Mobile Warfare
Renamed From: Tank Warfare

Mobile Warfare



  • Repeating Rifles
  • Automobile



  • Stormtrooper
  • Self-Prop. Gun


The introduction of Tanks on the modern battlefield only started the revolution in warfare. To be really effective, tanks must be combined with Stormtroopers and Self-Propelled Guns able to keep up with the tanks, making a fast, powerful combined-arms team for the Modern Age.

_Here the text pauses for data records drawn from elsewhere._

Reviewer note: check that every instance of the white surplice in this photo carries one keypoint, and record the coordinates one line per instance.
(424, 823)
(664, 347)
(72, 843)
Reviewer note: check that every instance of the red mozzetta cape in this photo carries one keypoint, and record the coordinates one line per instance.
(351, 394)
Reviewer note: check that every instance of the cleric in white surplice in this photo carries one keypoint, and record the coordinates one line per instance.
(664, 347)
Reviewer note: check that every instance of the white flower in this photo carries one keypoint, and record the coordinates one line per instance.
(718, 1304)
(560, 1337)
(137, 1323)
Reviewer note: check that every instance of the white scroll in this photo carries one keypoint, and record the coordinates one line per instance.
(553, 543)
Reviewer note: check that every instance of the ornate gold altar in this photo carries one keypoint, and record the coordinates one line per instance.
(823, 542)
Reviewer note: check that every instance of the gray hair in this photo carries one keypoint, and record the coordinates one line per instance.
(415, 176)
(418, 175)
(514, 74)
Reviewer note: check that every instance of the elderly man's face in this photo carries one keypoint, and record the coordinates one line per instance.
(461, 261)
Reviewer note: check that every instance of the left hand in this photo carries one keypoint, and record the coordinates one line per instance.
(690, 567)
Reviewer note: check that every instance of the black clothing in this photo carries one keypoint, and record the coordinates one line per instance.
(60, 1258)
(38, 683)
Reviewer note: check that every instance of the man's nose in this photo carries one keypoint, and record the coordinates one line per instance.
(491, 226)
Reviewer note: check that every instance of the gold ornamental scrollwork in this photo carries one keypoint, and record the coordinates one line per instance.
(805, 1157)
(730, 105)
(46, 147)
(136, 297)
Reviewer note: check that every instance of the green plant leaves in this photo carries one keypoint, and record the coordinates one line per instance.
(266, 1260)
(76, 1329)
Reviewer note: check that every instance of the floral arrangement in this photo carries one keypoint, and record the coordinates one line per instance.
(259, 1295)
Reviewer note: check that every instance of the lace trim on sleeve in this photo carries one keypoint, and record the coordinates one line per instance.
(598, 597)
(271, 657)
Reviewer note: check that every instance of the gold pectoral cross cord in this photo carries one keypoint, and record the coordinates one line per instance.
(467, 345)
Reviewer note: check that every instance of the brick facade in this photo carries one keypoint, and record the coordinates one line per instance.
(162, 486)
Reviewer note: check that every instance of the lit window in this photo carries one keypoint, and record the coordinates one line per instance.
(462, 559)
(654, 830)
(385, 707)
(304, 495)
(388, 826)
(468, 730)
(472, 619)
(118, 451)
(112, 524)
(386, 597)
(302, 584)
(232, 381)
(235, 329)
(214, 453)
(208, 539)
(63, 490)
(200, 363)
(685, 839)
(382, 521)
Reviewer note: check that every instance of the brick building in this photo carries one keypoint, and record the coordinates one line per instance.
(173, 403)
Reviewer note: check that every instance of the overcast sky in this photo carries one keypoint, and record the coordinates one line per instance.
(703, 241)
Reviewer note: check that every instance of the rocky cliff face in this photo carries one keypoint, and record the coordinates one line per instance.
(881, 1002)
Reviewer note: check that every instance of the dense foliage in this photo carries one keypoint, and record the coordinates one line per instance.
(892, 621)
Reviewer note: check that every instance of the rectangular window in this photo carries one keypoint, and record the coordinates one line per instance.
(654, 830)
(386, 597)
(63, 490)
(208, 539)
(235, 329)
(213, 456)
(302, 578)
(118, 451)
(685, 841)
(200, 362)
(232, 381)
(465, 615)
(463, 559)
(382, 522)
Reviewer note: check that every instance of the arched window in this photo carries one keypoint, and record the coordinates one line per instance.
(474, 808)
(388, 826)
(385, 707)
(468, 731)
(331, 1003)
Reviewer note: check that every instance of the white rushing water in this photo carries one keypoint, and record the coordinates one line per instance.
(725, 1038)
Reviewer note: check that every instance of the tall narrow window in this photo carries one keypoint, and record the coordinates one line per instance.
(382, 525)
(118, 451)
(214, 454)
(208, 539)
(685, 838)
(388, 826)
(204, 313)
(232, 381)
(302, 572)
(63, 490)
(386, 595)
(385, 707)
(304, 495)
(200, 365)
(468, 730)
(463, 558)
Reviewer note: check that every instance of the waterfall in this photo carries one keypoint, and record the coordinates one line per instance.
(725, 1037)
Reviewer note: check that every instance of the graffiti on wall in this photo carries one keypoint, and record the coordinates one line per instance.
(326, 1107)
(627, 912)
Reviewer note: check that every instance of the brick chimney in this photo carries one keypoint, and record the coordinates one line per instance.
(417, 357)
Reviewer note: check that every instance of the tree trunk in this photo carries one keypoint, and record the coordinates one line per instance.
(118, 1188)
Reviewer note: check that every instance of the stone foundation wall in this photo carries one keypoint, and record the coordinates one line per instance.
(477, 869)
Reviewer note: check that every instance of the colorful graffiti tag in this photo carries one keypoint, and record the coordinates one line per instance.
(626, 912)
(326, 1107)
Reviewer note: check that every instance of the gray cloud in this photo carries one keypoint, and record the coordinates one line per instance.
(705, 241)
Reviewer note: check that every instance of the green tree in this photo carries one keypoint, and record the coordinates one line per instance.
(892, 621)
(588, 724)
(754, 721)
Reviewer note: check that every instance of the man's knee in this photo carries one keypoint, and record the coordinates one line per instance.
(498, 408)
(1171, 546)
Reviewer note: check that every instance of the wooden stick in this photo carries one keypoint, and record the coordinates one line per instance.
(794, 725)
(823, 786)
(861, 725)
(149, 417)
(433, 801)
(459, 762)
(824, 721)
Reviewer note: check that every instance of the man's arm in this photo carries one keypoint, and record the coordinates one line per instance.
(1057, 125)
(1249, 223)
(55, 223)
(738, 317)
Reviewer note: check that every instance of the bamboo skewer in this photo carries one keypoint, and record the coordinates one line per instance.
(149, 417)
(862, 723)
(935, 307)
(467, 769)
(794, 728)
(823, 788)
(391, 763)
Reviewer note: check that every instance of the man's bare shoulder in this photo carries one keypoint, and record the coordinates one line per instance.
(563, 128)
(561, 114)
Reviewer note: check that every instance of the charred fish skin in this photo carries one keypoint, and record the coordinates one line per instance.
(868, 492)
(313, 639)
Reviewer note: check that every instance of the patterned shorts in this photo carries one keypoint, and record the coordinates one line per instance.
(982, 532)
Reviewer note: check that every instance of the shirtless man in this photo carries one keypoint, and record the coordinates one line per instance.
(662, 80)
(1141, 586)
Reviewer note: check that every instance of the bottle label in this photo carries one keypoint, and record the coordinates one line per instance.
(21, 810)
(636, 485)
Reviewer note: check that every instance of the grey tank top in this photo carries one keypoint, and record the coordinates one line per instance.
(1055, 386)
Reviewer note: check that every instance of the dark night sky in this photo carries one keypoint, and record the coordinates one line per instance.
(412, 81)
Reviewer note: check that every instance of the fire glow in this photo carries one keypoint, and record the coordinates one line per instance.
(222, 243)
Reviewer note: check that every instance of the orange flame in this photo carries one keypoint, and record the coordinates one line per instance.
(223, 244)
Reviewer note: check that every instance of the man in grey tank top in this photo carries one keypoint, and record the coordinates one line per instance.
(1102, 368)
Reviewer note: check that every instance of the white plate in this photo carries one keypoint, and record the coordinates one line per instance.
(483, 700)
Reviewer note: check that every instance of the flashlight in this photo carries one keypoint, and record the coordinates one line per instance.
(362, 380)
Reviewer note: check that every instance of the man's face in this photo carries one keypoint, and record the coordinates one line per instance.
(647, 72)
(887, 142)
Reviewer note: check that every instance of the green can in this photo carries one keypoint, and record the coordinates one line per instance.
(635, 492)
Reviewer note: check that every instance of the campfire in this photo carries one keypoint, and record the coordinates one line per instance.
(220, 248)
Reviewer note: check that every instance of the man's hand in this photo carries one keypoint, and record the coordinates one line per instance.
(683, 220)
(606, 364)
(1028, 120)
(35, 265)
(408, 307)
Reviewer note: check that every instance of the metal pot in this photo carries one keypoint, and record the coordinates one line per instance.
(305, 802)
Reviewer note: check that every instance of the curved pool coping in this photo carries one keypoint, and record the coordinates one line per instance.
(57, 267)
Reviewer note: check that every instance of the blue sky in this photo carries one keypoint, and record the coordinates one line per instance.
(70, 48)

Mobile warfare strangled on the machinegun-covered barbed wire of world war one. From 1914 to 1917 every combatant in that war tried to find some way of restoring mobility to war. The Allies managed it with tanks supporting their infantry, the Germans with infantry trained to bypass resistance and strike deep into enemy defenses. When these two elements were combined, the blitzkrieg resulted. Frequently overlooked is the fact that the essence of the blitzkrieg was not the tank, but combined arms. When Heinz Guderian began formulating plans for the first German Panzer Divisions in the early 1930s, from the start he envisioned a team of tanks, infantry, artillery, and engineers all moving at the speed of the tanks and fighting as a single unit. The early panzer divisions had almost all of their support in trucks, but more and more of their infantry and artillery was armored as world war two continued. German industry could never build enough half-tracks and self-propelled guns to armor all of the panzer divisions. The US Army could command such resources, and every American Armored Division had all of its infantry, artillery, engineers and all supporting elements in armored vehicles. The armored combined arms team not only returned mobility to warfare in the twentieth century, it was the most flexible combat force seen in centuries, able to move operationally or tactically at high speed, assault, take, consolidate or hold territory, and operate effectively in any terrain where tanks could go.